All the correlations for heat transfer coefficients either use heat flux to calculate it or the other way round. I found a method by Liu-Winterton, which however fails in predicting reasonable flux values.

Does anybody know an alternative possibility?

kind regards

 

[davefitz]

There are some published heat transfer coefficients ( mostly applied to the nuclear steam generators), but they are very large and do not represent a significant resistance to heat transfer compared to the normal fouling of the inside surface of the tube. As a practical matter, assume infinity for the 2 phase HT coefficient but ensure a conservative value for inside surface fouling is also used. The other essential 2 items are to ensure you do not exceed critical heat flux ( DNB or dryout) and use clean treated water so that the inside fouling does not exceed your design assumption. The critical heat flux correlations generally used for tubes are those of KonKov and Doroshchuck.

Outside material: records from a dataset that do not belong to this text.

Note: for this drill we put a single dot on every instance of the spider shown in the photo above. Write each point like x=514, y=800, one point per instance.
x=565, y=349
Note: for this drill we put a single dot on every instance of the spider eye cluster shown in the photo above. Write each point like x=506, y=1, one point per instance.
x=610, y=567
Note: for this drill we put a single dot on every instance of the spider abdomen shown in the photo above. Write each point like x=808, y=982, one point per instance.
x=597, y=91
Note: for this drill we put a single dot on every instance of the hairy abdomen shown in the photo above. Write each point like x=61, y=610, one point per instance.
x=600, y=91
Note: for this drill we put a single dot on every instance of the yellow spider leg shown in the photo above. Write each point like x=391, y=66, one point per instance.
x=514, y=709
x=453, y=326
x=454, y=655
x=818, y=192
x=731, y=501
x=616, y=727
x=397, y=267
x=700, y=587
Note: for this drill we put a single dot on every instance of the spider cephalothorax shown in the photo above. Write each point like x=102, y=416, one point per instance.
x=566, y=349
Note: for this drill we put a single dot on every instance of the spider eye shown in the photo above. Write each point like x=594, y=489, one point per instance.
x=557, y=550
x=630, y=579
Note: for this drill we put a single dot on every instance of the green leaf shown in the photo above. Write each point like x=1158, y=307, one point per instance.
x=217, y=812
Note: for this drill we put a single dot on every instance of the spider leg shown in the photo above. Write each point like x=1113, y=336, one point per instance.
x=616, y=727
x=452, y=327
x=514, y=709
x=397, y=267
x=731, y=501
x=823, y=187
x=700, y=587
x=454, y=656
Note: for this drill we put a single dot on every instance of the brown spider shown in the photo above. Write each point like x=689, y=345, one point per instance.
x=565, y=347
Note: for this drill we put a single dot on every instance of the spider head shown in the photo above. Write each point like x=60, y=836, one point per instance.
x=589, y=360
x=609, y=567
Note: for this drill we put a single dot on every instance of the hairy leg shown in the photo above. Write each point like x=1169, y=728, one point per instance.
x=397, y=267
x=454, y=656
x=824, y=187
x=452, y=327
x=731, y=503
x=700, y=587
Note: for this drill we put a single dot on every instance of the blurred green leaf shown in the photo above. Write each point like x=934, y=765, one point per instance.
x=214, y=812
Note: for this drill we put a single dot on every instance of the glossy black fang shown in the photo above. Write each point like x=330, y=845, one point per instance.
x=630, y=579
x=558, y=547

"Whom the gods would destroy, they first make mad "

 

[ione]

You can take a glance at the correlations reported on this link

http://web.iitd.ac.in/~pmvs/courses/mel725/flowboil.pdf

Handle those correlations for what they are, namely the best fit of experimental data.

 

[kfoh]

Thank you guys for your advice!
@davefitz
I will take that into account. Anyway in my calculations the boiling heat transfer coefficient is extremely high, such that the overall heat transfer coefficient is mainly determined by the shell heat transfer coefficient. The fluids I am using are air and LNG. Fouling was so far not planed to be taken into account, since the study is wanted for theoretical thermal sizing of the exchanger. Thank you also for the hint with the DNB, I didnt have a look at this yet.

@ione
Thank you for your post. I already knew that paper. However it is of limited use for me, since the boiling flow is mostly vertical flow while I need horizontal flow. Additionally exactly the problem I had described above is given for this paper: Either heat transfer coefficient is already known or heat flux. For my calculations however both are unknown. I just have the bulk fluid temperatures. With a method of Shah I estimated the wall temperature (by taking the heat transfer coefficients of the last iterative step of my program). With this I then calculate the heat flux by using the Liu-Winterton approach. However I'd like to have a second paper giving me some confirmation on the results this method gives, for it seems to me quite unrealistic.

 

[davefitz]

Horizontal tubes will have vapor layout at the top centerline of the tubes and will only have benefit of the 2 phase boiling HT coefficient on the bottom half of the tubes. Full circumferential "wetted " boiling can occur if you use internally rifled tubes, or use vertical tubes. Refer to tech papers by KWU authors Kiefer, Kohler and Hind in the Intl J or Multi phase flow, circa 1982-1995. There is not expected to be considerable fouling with pure LNG service.

"Whom the gods would destroy, they first make mad "

 

[srfish]

According to "Process Heat Transfer" by Serth the Chen correlation has been the most widely used. Serth also gives the Gungor-Winterton and the Liu-Winterton correlation.

There is also a text book "Boiling Heat Transfer and Two-Phase Flow" by Tong and Tang.